Retrouvailles Haïti-Bénin : la mémoire fait vivre l’éducation

La capitale béninoise, Cotonou, abrite du 16 au 18 novembre un événement sans précédent, la première édition des journées de « Retrouvailles haïtiano-béninoises ».

Ces rencontres  visent la vulgarisation et  la promotion de la culture haïtienne comme prolongement de l’Afrique d’une part, et au traçage d’une passerelle entre le continent africain et Haïti, d’autre part. Un pont que les promoteurs de ces journées souhaitent établir en tablant sur la jeunesse, avenir du continent.

Cet événement est une plateforme éducative pour les jeunes et un repère d’échanges entre deux peuples frères.

Hommes de l’autre rive, ils viendront et seront accueillis comme chez eux, dans une sorte de retour aux sources.

L’Afrique c’est ce contient qui reçoit tous, sans noyé aucun, dans la méditerranée. Ici, l’étranger n’est pas un personnage étrange. Mais « un autre dieu ». Il mérite affection, hospitalité et amour,  cela est enseigné depuis des siècles par les ancêtres. Ces principes ancrés dans les us du continent, constituent un socle de la culture africaine. La mondialisation et la globalisation ne sont pas une nouvelle sous ce ciel, ni des prétextes économiques, mais des valeurs existentielles.

Ces deux peuples feront le lit de ce buffet du partage des cultures béninoise et haïtienne. Au menu, un ensemble de conférences-débats et de festivités culturelles, axés sur  « le patrimoine social et culturel des deux peuples ».

Depuis l’entame en 1960 de la coopération Cotonou – Port-au-Prince, les  initiatives en faveur du rapprochement des cultures se multiplient.  Le jumelage des musées ethnographiques de Porto-Novo avec le Bureau d’ethnologie d’Haïti et plusieurs accords de coopération dans le domaine de l’éducation sont des acquis majeurs. Les Universités des États organisent des échanges de compétences à distance, des visites d’étudiants et de professeurs, ainsi que des recherches conjointes. Cette volonté affichée par les dirigeants de part et d’autres n’est pas fortuite. Elle permet de cimenter les relations entre deux peuples encore porteurs de pratiques culturelles communes que les siècles d’esclavage, de colonisation n’auront pas altéré. En Haïti comme au Bénin, on pratique encore les cultes et religions traditionnelles, notamment le Vodou. Plusieurs richesses artisanales et artistiques relient les lettres des populations béninoise et haïtienne.

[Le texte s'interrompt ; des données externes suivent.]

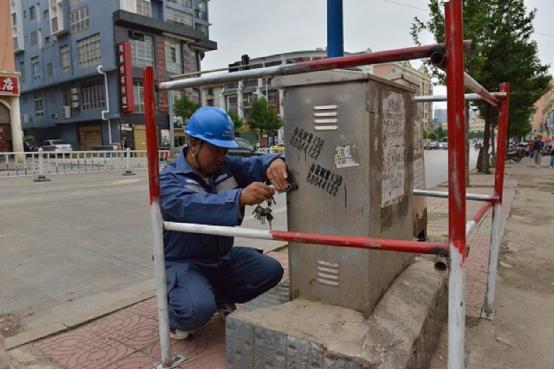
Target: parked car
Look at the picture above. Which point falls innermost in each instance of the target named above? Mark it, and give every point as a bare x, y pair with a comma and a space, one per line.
432, 145
278, 148
245, 148
55, 145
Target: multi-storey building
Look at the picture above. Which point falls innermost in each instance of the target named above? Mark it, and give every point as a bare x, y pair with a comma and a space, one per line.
543, 118
11, 137
81, 64
417, 79
238, 96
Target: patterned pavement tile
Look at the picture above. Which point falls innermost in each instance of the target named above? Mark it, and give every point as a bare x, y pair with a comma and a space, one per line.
82, 349
127, 327
136, 360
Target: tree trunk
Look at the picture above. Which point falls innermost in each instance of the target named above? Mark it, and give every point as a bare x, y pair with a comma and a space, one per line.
484, 153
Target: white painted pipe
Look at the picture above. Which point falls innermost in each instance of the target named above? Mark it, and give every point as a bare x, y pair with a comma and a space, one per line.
456, 309
488, 308
219, 230
444, 194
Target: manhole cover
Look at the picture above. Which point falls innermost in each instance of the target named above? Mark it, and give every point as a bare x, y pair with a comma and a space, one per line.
9, 325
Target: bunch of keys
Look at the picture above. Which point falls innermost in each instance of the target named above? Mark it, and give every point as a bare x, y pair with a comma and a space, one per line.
264, 214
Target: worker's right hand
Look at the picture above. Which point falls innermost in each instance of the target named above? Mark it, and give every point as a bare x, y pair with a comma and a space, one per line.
255, 193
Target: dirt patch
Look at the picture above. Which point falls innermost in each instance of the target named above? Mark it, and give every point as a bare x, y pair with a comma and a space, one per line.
9, 325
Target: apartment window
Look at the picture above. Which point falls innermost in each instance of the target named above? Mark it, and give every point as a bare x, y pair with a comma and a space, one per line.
187, 3
201, 9
92, 95
65, 60
202, 28
22, 70
179, 17
34, 38
89, 50
35, 68
38, 105
173, 56
142, 50
144, 8
79, 20
138, 90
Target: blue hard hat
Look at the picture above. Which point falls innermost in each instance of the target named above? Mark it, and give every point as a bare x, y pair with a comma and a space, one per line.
212, 125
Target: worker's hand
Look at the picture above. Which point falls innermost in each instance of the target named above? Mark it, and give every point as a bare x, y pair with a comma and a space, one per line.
277, 175
255, 193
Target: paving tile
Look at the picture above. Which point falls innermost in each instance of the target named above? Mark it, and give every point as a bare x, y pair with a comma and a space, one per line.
136, 360
82, 349
128, 328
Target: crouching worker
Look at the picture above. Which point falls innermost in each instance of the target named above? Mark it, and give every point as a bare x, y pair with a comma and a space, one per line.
205, 273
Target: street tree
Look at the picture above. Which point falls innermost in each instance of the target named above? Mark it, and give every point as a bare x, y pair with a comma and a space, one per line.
263, 117
184, 108
237, 121
503, 51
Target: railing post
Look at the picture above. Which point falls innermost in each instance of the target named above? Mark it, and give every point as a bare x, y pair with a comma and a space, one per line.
41, 177
156, 219
456, 182
128, 171
496, 228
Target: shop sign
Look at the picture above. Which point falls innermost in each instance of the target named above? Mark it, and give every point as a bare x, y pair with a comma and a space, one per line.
125, 77
9, 85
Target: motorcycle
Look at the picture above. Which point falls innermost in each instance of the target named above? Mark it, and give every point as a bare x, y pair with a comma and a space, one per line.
515, 154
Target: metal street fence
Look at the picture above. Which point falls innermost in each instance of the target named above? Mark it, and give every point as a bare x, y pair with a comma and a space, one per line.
14, 164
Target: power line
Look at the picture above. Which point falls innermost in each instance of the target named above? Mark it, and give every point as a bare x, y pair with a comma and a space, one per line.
544, 34
405, 5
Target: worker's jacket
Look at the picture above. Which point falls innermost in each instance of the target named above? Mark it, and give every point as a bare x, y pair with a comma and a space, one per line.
187, 197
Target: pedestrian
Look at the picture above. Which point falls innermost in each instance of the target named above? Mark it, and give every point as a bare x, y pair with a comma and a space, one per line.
530, 146
124, 144
206, 273
552, 152
537, 147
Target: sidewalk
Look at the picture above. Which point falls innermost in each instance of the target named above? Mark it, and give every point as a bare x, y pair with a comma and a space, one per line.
129, 338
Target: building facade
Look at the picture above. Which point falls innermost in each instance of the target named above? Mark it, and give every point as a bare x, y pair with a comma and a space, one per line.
417, 79
238, 96
543, 119
11, 136
81, 64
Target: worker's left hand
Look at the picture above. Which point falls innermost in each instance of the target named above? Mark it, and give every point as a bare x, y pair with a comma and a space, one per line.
277, 175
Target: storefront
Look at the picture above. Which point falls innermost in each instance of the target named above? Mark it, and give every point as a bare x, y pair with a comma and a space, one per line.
11, 138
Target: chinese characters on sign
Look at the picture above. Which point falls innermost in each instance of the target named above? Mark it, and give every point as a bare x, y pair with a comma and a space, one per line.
9, 85
125, 77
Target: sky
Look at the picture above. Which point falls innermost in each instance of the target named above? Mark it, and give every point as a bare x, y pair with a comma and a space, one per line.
264, 27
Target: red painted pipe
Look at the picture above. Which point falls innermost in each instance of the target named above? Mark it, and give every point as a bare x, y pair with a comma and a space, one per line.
151, 134
456, 127
481, 212
362, 242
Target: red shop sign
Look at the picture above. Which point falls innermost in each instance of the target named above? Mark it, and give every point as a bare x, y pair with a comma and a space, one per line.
9, 85
125, 77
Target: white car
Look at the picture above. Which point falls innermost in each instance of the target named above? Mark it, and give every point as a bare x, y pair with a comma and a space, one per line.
55, 145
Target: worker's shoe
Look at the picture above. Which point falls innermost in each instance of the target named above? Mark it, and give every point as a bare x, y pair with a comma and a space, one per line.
179, 334
225, 309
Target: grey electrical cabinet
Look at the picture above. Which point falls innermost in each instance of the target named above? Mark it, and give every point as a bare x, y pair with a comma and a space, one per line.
349, 144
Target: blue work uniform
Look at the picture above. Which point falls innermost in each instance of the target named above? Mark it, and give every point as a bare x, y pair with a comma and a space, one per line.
205, 271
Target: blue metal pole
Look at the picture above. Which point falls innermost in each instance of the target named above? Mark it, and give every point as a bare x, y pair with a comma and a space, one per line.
335, 41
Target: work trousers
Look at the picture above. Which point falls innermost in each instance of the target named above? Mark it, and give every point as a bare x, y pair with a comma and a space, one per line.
197, 289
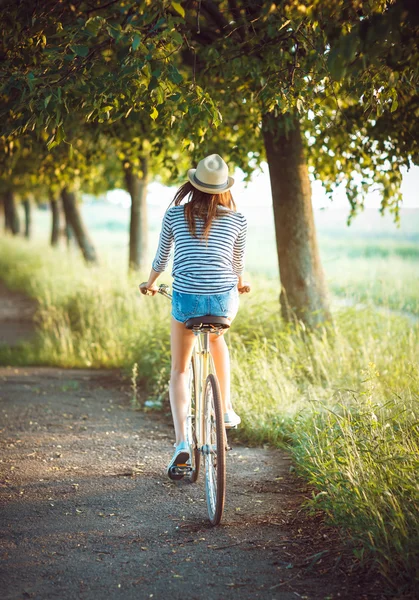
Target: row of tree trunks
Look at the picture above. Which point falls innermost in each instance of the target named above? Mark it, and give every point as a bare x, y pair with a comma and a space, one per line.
73, 219
303, 287
11, 215
138, 233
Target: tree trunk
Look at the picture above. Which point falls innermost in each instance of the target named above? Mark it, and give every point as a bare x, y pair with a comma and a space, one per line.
10, 211
73, 218
138, 231
303, 287
55, 225
28, 221
6, 216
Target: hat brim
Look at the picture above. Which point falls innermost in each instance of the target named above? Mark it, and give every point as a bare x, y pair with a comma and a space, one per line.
208, 190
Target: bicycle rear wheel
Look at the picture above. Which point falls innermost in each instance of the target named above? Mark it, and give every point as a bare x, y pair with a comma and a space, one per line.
191, 423
214, 451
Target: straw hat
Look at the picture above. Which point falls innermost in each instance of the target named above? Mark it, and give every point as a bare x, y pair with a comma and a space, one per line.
211, 175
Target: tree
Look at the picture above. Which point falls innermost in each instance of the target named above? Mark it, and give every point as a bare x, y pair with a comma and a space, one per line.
272, 68
96, 63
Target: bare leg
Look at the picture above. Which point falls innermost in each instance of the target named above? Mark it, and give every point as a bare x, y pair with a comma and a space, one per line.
221, 357
182, 343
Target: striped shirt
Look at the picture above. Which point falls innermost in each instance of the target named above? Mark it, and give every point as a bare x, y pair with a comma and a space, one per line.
202, 266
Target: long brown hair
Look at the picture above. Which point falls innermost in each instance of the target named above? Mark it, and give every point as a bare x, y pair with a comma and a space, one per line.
202, 206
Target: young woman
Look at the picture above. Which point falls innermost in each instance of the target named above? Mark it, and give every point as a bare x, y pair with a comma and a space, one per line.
209, 238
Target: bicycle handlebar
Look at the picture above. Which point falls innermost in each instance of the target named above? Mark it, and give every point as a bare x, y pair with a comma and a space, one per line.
164, 290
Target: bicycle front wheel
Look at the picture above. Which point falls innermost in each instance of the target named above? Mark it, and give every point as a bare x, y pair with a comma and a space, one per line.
214, 451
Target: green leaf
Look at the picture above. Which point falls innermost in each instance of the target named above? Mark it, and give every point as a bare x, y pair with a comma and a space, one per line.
59, 136
174, 75
153, 83
159, 94
394, 106
81, 50
136, 42
179, 9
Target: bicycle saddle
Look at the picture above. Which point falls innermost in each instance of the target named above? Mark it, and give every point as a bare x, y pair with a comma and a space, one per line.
207, 323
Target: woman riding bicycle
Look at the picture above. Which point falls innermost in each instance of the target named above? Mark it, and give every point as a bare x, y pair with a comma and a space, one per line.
209, 238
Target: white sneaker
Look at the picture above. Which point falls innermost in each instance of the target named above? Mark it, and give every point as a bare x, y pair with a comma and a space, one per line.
180, 457
231, 419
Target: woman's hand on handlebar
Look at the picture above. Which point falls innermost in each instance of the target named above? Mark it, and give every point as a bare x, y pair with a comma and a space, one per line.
244, 287
148, 290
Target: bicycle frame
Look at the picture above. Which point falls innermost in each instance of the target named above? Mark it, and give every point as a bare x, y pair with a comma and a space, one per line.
203, 367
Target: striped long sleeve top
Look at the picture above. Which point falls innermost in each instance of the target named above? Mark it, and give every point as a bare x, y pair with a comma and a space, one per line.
202, 266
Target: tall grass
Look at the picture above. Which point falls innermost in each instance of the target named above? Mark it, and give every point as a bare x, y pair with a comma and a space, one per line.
346, 404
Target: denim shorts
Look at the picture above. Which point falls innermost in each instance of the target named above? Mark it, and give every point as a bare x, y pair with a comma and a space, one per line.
186, 306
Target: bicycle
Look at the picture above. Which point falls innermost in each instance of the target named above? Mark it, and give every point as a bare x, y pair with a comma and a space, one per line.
206, 433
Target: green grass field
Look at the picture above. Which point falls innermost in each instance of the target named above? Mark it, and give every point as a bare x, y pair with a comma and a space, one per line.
346, 404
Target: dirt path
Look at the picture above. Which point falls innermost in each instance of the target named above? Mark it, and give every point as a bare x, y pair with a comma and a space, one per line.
88, 512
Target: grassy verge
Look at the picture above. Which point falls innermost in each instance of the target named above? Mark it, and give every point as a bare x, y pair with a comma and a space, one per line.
347, 404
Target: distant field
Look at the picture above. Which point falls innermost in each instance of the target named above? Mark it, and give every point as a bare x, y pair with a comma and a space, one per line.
372, 261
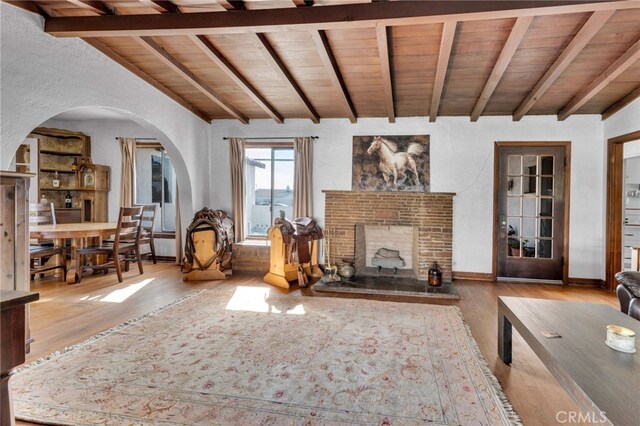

Comme le Bénin, les pays africains commencent peu à peu à engager la traversée pour connaitre leurs descendants au Brésil, à Cuba ou en Jamaïque. Et vice versa. La reconnaissance de la route de l’esclave est à cet effet en cours en Côte d’Ivoire.

L’Afrique à travers cette initiative béninoise fait ainsi le point de ses potentialités afin de mieux donner au rendez-vous de la diversité et de la culture de l’universel, vers laquelle converge le monde.